Arrangement with Merck
AstraZeneca PLC
28 February 2008
ASTRAZENECA PROVIDES AN UPDATE ON THE STATUS OF ITS ARRANGEMENTS WITH MERCK &
CO., INC.
AstraZeneca today announced that, under the provisions of the agreements
relating to the restructuring of the AstraZeneca and Merck & Co. joint venture
in the United States, AstraZeneca has been informed that Merck has elected not
to exercise the First Option related to the relinquishment of Merck's rights
over the products not covered by the Partial Retirement (see paragraph below),
other than NexiumTM and PrilosecTM. As a result of this decision, contingent
payments will continue on the products AtacandTM, LexxelTM, PlendilTM and
EntocortTM until at least 2010, at which time AstraZeneca may exercise this
option at the 2008 Appraised Value of approximately $650 million. The Appraised
Value also includes rights to certain products that are still in clinical
development (AZD6140, AZD3355, AZD0328 and AZD2327). AstraZeneca made
contingent payments in respect of the products included in the First Option of
$69 million in 2007.
Other aspects of the scheduled termination arrangements will proceed as
previously disclosed:
• The Partial Retirement of Merck's limited partnership interest, under
which Merck's rights in respect of certain products will end. The products
covered by the Partial Retirement include Toprol-XLTM, PulmicortTM,
RhinocortTM and SymbicortTM. AstraZeneca made contingent payments in
respect of these products amounting to $182 million in 2007. AstraZeneca
will pay Merck approximately $4.27 billion in respect of the Partial
Retirement.
• A true-up of the Advance Payment, which was triggered at the time of the
merger between Astra and Zeneca, under which Merck relinquished all rights,
including contingent payment on future sales, to potential Astra products
with no existing or pending US patents at the time of the merger, amounting
to a payment by Merck to AstraZeneca of approximately $0.24 billion,
inclusive of interest.
• Settlement of the loan note receivable by AstraZeneca from Merck, in the
amount of $1.4 billion inclusive of accrued interest.

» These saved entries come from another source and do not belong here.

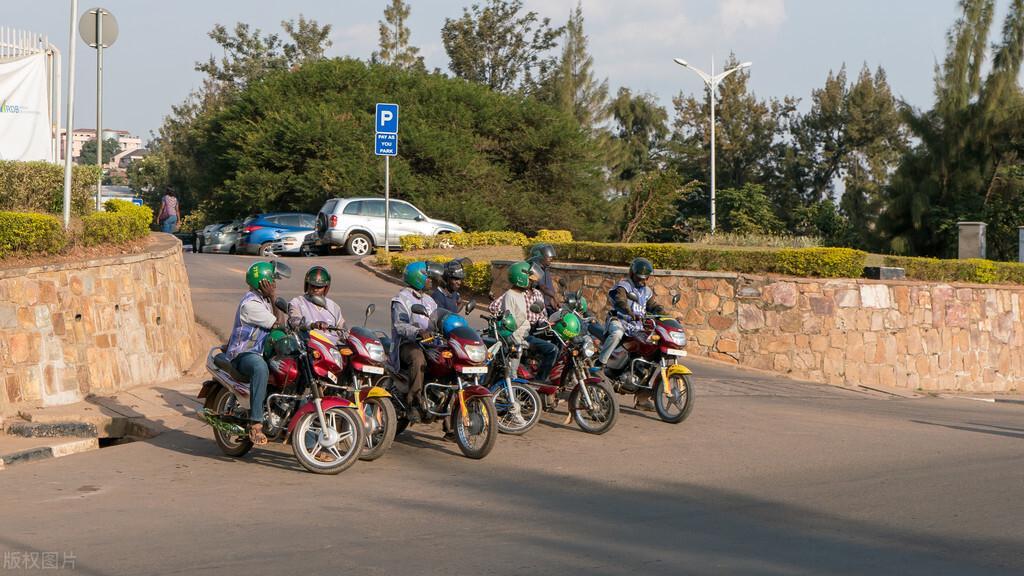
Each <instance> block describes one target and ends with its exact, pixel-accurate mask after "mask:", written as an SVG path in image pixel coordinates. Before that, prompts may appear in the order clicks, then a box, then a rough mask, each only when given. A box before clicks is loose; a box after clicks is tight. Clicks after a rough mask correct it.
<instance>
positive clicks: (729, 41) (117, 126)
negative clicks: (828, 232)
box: [0, 0, 1009, 139]
mask: <svg viewBox="0 0 1024 576" xmlns="http://www.w3.org/2000/svg"><path fill="white" fill-rule="evenodd" d="M470 3H471V2H470V1H469V0H410V4H411V5H412V16H411V22H410V23H409V24H410V29H411V32H412V43H413V44H414V45H417V46H419V47H420V49H421V53H422V54H423V55H424V56H425V59H426V63H427V66H428V67H429V68H430V69H433V68H435V67H436V68H440V69H442V70H446V68H447V57H446V55H445V53H444V48H443V46H442V44H441V40H440V28H441V26H442V25H443V23H444V18H445V17H458V16H459V15H461V13H462V10H463V7H464V6H467V5H469V4H470ZM575 3H577V0H525V1H524V4H525V7H526V9H528V10H535V11H537V12H539V13H540V14H541V15H542V16H549V17H551V19H552V23H553V24H559V25H560V24H563V23H564V20H565V19H566V18H567V16H568V14H569V11H570V10H571V9H572V7H573V6H574V5H575ZM1008 3H1009V0H1001V1H1000V2H999V8H1000V11H999V12H998V14H997V16H996V17H997V19H996V24H995V26H994V27H993V28H994V29H995V30H998V27H1000V26H1001V16H1002V14H1004V12H1005V10H1006V4H1008ZM386 4H387V2H385V0H362V1H352V0H331V1H328V0H290V1H288V2H281V1H280V0H279V1H275V0H245V1H243V0H205V1H197V0H174V1H172V2H169V1H166V0H103V2H102V4H101V5H102V7H104V8H106V9H109V10H110V11H112V12H113V13H114V15H115V16H116V17H117V19H118V24H119V27H120V36H119V38H118V40H117V42H116V44H115V45H114V46H113V47H112V48H110V49H109V50H104V52H103V59H104V70H105V75H104V88H105V90H104V92H105V96H104V107H103V108H104V110H103V119H104V122H103V123H104V124H105V125H106V127H108V128H120V129H127V130H130V131H132V132H134V133H136V134H138V135H140V136H143V139H147V137H148V135H150V132H151V131H152V130H156V129H157V128H158V127H159V126H160V124H161V122H162V121H163V118H164V116H165V115H166V114H167V113H168V112H169V111H170V107H171V105H173V104H176V102H178V101H180V100H181V99H183V98H184V97H185V96H186V95H187V94H188V92H189V91H191V90H193V89H194V88H196V87H198V86H199V85H200V74H199V73H197V72H195V71H194V66H195V63H196V61H197V60H201V59H206V58H207V57H209V55H210V54H211V53H212V52H214V51H215V45H214V43H213V41H211V40H210V39H209V38H208V37H207V32H209V31H210V29H211V28H213V26H214V25H215V24H223V25H225V26H228V27H229V28H230V27H231V26H232V25H233V24H234V23H237V22H245V23H248V24H250V25H252V26H253V27H256V28H260V29H262V30H263V31H264V32H281V26H280V23H281V20H283V19H290V18H295V17H298V15H299V14H300V13H301V14H304V15H305V16H306V17H308V18H313V19H315V20H317V22H319V23H321V24H331V25H332V26H333V27H334V28H333V33H332V40H333V41H334V45H333V47H332V48H331V49H330V51H329V54H330V55H349V56H354V57H360V58H367V57H369V55H370V53H371V52H372V51H373V50H374V49H376V47H377V41H378V20H380V19H382V18H383V9H384V6H385V5H386ZM70 6H71V2H70V0H36V1H35V2H4V7H3V10H2V11H0V26H4V27H12V28H17V29H23V30H29V31H32V32H35V33H39V34H44V35H48V36H49V38H50V41H51V42H52V43H54V44H55V45H56V46H57V47H58V48H59V49H60V50H61V51H62V53H63V54H65V67H66V68H67V63H68V33H69V19H70V13H71V12H70V10H71V8H70ZM91 7H94V4H93V2H89V1H83V2H81V3H80V6H79V8H80V10H79V12H80V13H82V12H84V11H85V10H87V9H88V8H91ZM955 8H956V2H955V0H899V1H898V2H897V1H892V0H856V1H851V0H718V1H714V0H629V1H623V0H584V1H583V9H584V16H585V18H586V32H587V34H588V35H589V36H590V47H591V52H592V54H593V56H594V65H595V70H596V72H597V74H598V75H599V76H601V77H605V78H607V79H608V82H609V85H610V86H611V90H612V92H614V91H615V90H616V89H617V88H618V87H620V86H627V87H630V88H631V89H633V90H634V91H637V92H650V93H652V94H654V95H655V96H657V97H658V99H659V100H660V101H662V104H663V105H664V106H667V107H671V101H672V97H673V96H674V95H676V94H678V93H679V92H681V91H682V92H685V93H695V92H698V91H699V90H700V89H701V84H700V81H699V79H698V78H697V77H696V76H695V75H694V74H693V73H691V72H688V71H686V70H684V69H682V68H681V67H679V66H677V65H675V64H674V63H673V61H672V58H674V57H681V58H684V59H687V60H689V61H690V63H692V64H694V65H696V66H699V67H700V68H703V69H705V70H708V69H710V67H711V61H712V57H713V56H714V57H716V58H717V60H718V61H721V60H723V59H724V58H725V57H726V56H727V55H728V54H729V52H730V51H731V52H735V53H736V55H737V56H738V57H739V58H741V59H743V60H752V61H753V63H754V67H753V69H752V70H751V72H752V76H751V85H752V87H753V89H754V90H755V91H756V92H757V93H758V94H759V95H761V96H783V95H794V96H797V97H800V98H802V99H803V100H804V101H805V102H806V101H807V99H808V97H809V96H810V93H811V90H812V89H814V88H816V87H819V86H820V85H821V84H823V82H824V79H825V77H826V75H827V74H828V71H829V70H838V69H839V67H841V66H842V65H843V64H844V63H846V64H847V66H848V68H851V69H853V72H854V73H855V72H856V71H857V70H859V69H860V67H861V66H863V65H864V64H866V65H867V66H869V67H871V68H872V69H873V68H874V67H877V66H880V65H881V66H883V67H884V68H885V69H886V71H887V72H888V74H889V79H890V82H891V84H892V85H893V88H894V90H895V92H896V93H897V94H898V95H900V96H902V97H903V98H905V99H906V100H907V101H909V102H910V104H912V105H914V106H919V107H928V106H930V104H931V100H932V95H931V90H932V74H933V68H934V65H935V61H936V59H941V58H942V55H943V53H944V52H945V33H946V31H947V29H948V28H949V26H950V25H951V24H952V22H953V19H954V18H955V16H956V9H955ZM77 58H78V64H77V66H76V70H77V72H76V74H77V88H76V90H77V95H76V102H77V106H76V113H75V115H76V120H75V125H76V127H85V128H88V127H94V125H95V52H94V50H92V49H91V48H89V47H87V46H85V45H84V44H82V42H81V41H80V40H79V41H78V54H77ZM67 78H68V76H67V72H66V74H65V79H67ZM399 104H400V102H399Z"/></svg>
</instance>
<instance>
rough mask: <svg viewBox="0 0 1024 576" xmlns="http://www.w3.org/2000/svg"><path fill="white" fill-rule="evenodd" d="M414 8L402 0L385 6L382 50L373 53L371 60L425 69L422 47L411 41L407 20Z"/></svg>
mask: <svg viewBox="0 0 1024 576" xmlns="http://www.w3.org/2000/svg"><path fill="white" fill-rule="evenodd" d="M411 11H412V8H411V7H410V6H409V4H408V3H406V2H403V1H402V0H391V4H389V5H388V6H386V7H385V8H384V19H383V20H380V23H379V24H380V50H379V51H376V52H374V53H373V55H372V56H371V58H370V59H371V61H373V63H380V64H386V65H391V66H397V67H398V68H417V69H420V70H425V68H426V67H425V66H424V65H423V56H421V55H419V53H420V49H419V48H418V47H416V46H413V45H411V44H410V43H409V37H410V32H409V27H408V26H406V22H407V20H408V19H409V14H410V12H411Z"/></svg>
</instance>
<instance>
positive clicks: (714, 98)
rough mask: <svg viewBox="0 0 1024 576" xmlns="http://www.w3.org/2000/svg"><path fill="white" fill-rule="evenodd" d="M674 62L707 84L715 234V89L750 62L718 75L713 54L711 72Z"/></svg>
mask: <svg viewBox="0 0 1024 576" xmlns="http://www.w3.org/2000/svg"><path fill="white" fill-rule="evenodd" d="M673 59H674V60H675V63H676V64H678V65H679V66H681V67H683V68H688V69H690V70H692V71H693V72H695V73H697V76H699V77H700V79H701V80H703V81H705V84H706V85H707V86H708V92H709V94H710V98H711V233H712V234H715V91H716V90H718V85H719V83H720V82H722V80H725V78H726V77H728V76H729V75H730V74H732V73H733V72H736V71H737V70H742V69H744V68H750V67H751V64H753V63H749V61H744V63H743V64H741V65H739V66H736V67H733V68H730V69H729V70H726V71H723V72H721V73H720V74H719V75H718V76H716V75H715V56H712V58H711V74H708V73H707V72H705V71H702V70H700V69H699V68H696V67H693V66H690V65H689V63H687V61H686V60H684V59H682V58H673Z"/></svg>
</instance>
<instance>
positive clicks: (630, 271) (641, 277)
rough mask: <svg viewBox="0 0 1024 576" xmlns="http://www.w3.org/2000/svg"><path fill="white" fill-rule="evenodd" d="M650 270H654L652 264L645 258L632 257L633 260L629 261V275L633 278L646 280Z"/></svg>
mask: <svg viewBox="0 0 1024 576" xmlns="http://www.w3.org/2000/svg"><path fill="white" fill-rule="evenodd" d="M652 272H654V266H653V264H651V263H650V260H648V259H647V258H633V261H632V262H630V276H631V277H633V278H640V279H643V280H647V277H648V276H650V275H651V273H652Z"/></svg>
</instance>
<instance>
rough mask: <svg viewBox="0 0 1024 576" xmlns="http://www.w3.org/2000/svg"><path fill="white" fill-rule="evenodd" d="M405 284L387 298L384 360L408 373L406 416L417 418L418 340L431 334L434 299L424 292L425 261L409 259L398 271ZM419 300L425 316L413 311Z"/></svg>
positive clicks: (394, 369) (420, 414) (424, 286)
mask: <svg viewBox="0 0 1024 576" xmlns="http://www.w3.org/2000/svg"><path fill="white" fill-rule="evenodd" d="M402 278H403V280H404V281H406V288H402V289H401V291H400V292H398V294H397V295H396V296H395V297H394V298H392V299H391V351H390V358H389V360H388V362H389V364H390V365H391V368H392V369H393V370H395V371H396V372H397V371H404V372H407V373H408V374H409V392H408V393H406V405H407V406H410V407H411V408H410V411H409V419H410V421H411V422H417V421H419V420H420V419H421V412H420V410H421V407H422V406H424V405H425V404H424V403H423V402H422V401H423V379H424V375H425V371H426V367H427V359H426V357H425V356H424V354H423V349H422V348H421V347H420V343H419V341H420V340H421V339H423V338H427V337H430V336H432V335H433V331H432V330H431V329H430V326H431V323H432V321H433V320H435V316H436V314H435V313H436V311H437V303H436V302H435V301H434V299H433V298H431V297H430V295H429V294H427V293H426V289H427V283H428V281H429V280H430V279H429V275H428V269H427V262H423V261H419V262H410V263H409V264H407V265H406V270H404V272H403V274H402ZM416 304H422V305H423V307H424V308H425V310H426V312H427V315H428V316H429V317H424V316H420V315H414V314H413V306H414V305H416Z"/></svg>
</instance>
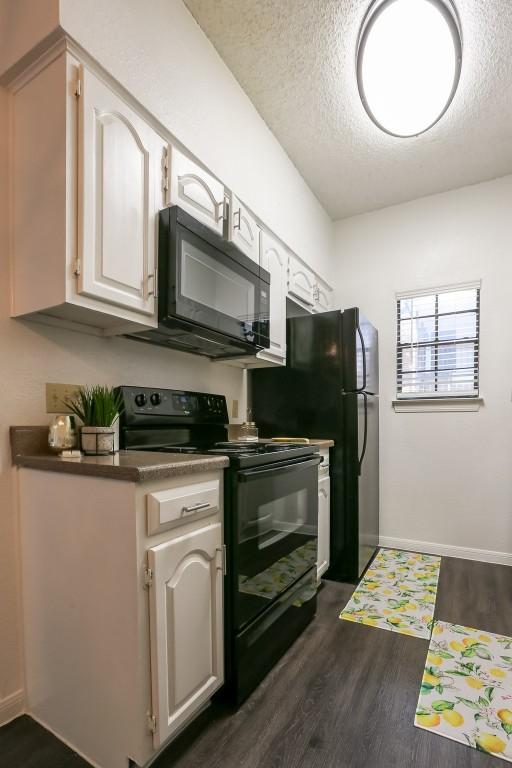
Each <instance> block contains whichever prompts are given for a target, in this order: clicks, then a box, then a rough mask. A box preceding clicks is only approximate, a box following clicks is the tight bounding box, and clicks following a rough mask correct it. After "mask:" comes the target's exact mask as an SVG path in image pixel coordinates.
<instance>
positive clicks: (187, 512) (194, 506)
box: [181, 501, 211, 515]
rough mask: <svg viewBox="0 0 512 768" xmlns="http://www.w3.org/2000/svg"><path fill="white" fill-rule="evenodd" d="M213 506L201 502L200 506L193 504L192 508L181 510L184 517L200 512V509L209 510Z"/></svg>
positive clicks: (195, 504)
mask: <svg viewBox="0 0 512 768" xmlns="http://www.w3.org/2000/svg"><path fill="white" fill-rule="evenodd" d="M209 506H211V505H210V504H209V503H208V502H207V501H200V502H199V503H198V504H192V505H191V506H190V507H183V509H182V510H181V514H182V515H193V514H194V512H199V510H200V509H208V507H209Z"/></svg>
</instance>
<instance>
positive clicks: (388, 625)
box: [340, 549, 441, 640]
mask: <svg viewBox="0 0 512 768" xmlns="http://www.w3.org/2000/svg"><path fill="white" fill-rule="evenodd" d="M440 567H441V558H440V557H435V556H434V555H421V554H418V553H416V552H404V551H403V550H398V549H380V550H379V551H378V553H377V555H376V556H375V559H374V560H373V562H372V563H371V565H370V567H369V568H368V570H367V571H366V573H365V575H364V578H363V579H362V580H361V582H360V583H359V585H358V587H357V588H356V590H355V591H354V593H353V595H352V597H351V598H350V600H349V602H348V603H347V605H346V607H345V608H344V609H343V611H342V612H341V613H340V619H345V621H356V622H358V623H359V624H367V625H369V626H371V627H379V628H380V629H389V630H391V631H392V632H399V633H401V634H403V635H412V636H413V637H421V638H424V639H425V640H428V638H429V637H430V632H431V628H432V622H433V617H434V608H435V604H436V594H437V582H438V580H439V569H440Z"/></svg>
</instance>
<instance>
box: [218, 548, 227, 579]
mask: <svg viewBox="0 0 512 768" xmlns="http://www.w3.org/2000/svg"><path fill="white" fill-rule="evenodd" d="M217 552H218V553H219V554H220V565H218V566H217V570H218V571H222V573H223V575H224V576H225V575H226V574H227V572H228V563H227V553H226V545H225V544H223V545H222V547H217Z"/></svg>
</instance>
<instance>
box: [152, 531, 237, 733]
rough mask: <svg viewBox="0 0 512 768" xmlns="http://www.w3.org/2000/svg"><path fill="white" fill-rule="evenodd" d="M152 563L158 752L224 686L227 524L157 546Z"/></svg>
mask: <svg viewBox="0 0 512 768" xmlns="http://www.w3.org/2000/svg"><path fill="white" fill-rule="evenodd" d="M148 564H149V567H150V568H151V571H152V581H153V584H152V587H151V591H150V595H151V599H150V631H151V673H152V691H153V696H152V698H153V712H154V714H155V716H156V731H155V732H154V734H153V744H154V746H155V748H156V747H158V746H160V744H162V743H163V742H164V741H165V740H166V739H167V738H169V736H171V735H172V734H173V733H175V732H176V731H177V730H178V729H179V728H180V727H181V726H182V725H183V724H184V723H185V722H186V721H187V720H189V719H190V717H191V716H192V715H193V714H194V713H195V712H197V711H198V710H199V709H200V708H201V707H202V706H203V705H204V704H205V702H206V701H208V699H210V698H211V696H212V694H213V693H214V691H216V690H217V688H219V687H220V686H221V685H222V683H223V681H224V645H223V599H222V582H223V568H222V535H221V524H220V523H216V524H214V525H210V526H208V527H206V528H200V529H199V530H195V531H192V532H191V533H187V534H185V535H184V536H179V537H177V538H173V539H171V540H170V541H167V542H165V543H164V544H159V545H158V546H156V547H153V548H152V549H150V550H149V552H148Z"/></svg>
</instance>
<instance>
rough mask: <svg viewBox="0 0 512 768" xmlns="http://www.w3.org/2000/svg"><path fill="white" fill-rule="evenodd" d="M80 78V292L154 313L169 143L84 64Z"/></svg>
mask: <svg viewBox="0 0 512 768" xmlns="http://www.w3.org/2000/svg"><path fill="white" fill-rule="evenodd" d="M80 78H81V94H80V99H79V206H78V210H79V228H78V233H79V237H78V242H79V248H78V253H79V264H80V268H79V270H77V272H78V292H79V293H81V294H84V295H86V296H90V297H93V298H96V299H100V300H102V301H106V302H109V303H110V304H117V305H119V306H122V307H127V308H128V309H133V310H137V311H139V312H144V313H147V314H149V315H151V314H153V313H154V311H155V298H154V293H155V275H156V259H157V254H156V234H157V219H158V211H159V209H160V208H162V207H163V205H164V201H163V173H162V162H163V156H164V151H165V146H166V145H165V143H164V141H163V139H161V138H160V137H159V136H158V134H156V133H155V131H153V129H152V128H151V127H150V126H148V125H147V123H145V122H144V121H143V120H142V119H141V118H140V117H139V116H138V115H137V114H136V113H135V112H134V111H133V110H132V109H130V107H129V106H128V105H127V104H126V103H125V102H124V101H123V100H122V99H121V98H120V97H119V96H117V95H116V94H115V93H113V91H111V90H110V89H109V88H108V87H107V86H106V85H104V84H103V83H102V82H101V81H100V80H98V79H97V78H96V77H95V76H94V75H93V74H92V73H90V72H89V71H87V70H86V69H85V68H83V67H82V68H81V73H80Z"/></svg>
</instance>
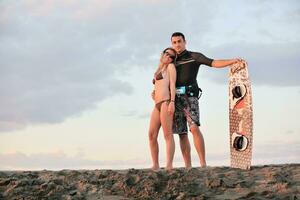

The combined effects of these three items will be a net cash outflow from
AstraZeneca to Merck of approximately $2.63 billion upon settlement during the
first quarter 2008.
Under the provision of the agreements a Second Option exists whereby AstraZeneca
has the option to repurchase Merck's interests in PrilosecTM and NexiumTM in the
US. This option is exercisable by AstraZeneca in 2012 should AstraZeneca
exercise the First Option in 2010. Exercise of the second option by AstraZeneca
at a later date is also provided for in 2017 or if combined sales of the two
products fall below a minimum amount provided, in each case, that the First
Option has been exercised. The exercise price for the Second Option is the net
present value of the future annual contingent payments on PrilosecTM and Nexium
TM as determined by the average valuation of two appraisers (one selected by
each party) at the time of exercise, which is subject to a potential true-up
mechanism under certain conditions. AstraZeneca made contingent payments in
respect of US sales for PrilosecTM and NexiumTM amounting to $931 million in
2007.
Further details on the accounting treatment of these events from an AstraZeneca
perspective will be provided in conjunction with the Q1 2008 earnings
announcement on 24 April, 2008.
About AstraZeneca
AstraZeneca is a major international healthcare business engaged in research,
development, manufacturing and marketing of prescription pharmaceuticals and
supplier for healthcare services. AstraZeneca is one of the world's leading
pharmaceutical companies with healthcare sales of US $29.55 billion and is a
leader in gastrointestinal, cardiovascular, neuroscience, respiratory, oncology
and infection product sales. AstraZeneca is listed in the Dow Jones
Sustainability Index (Global) as well as the FTSE4Good Index.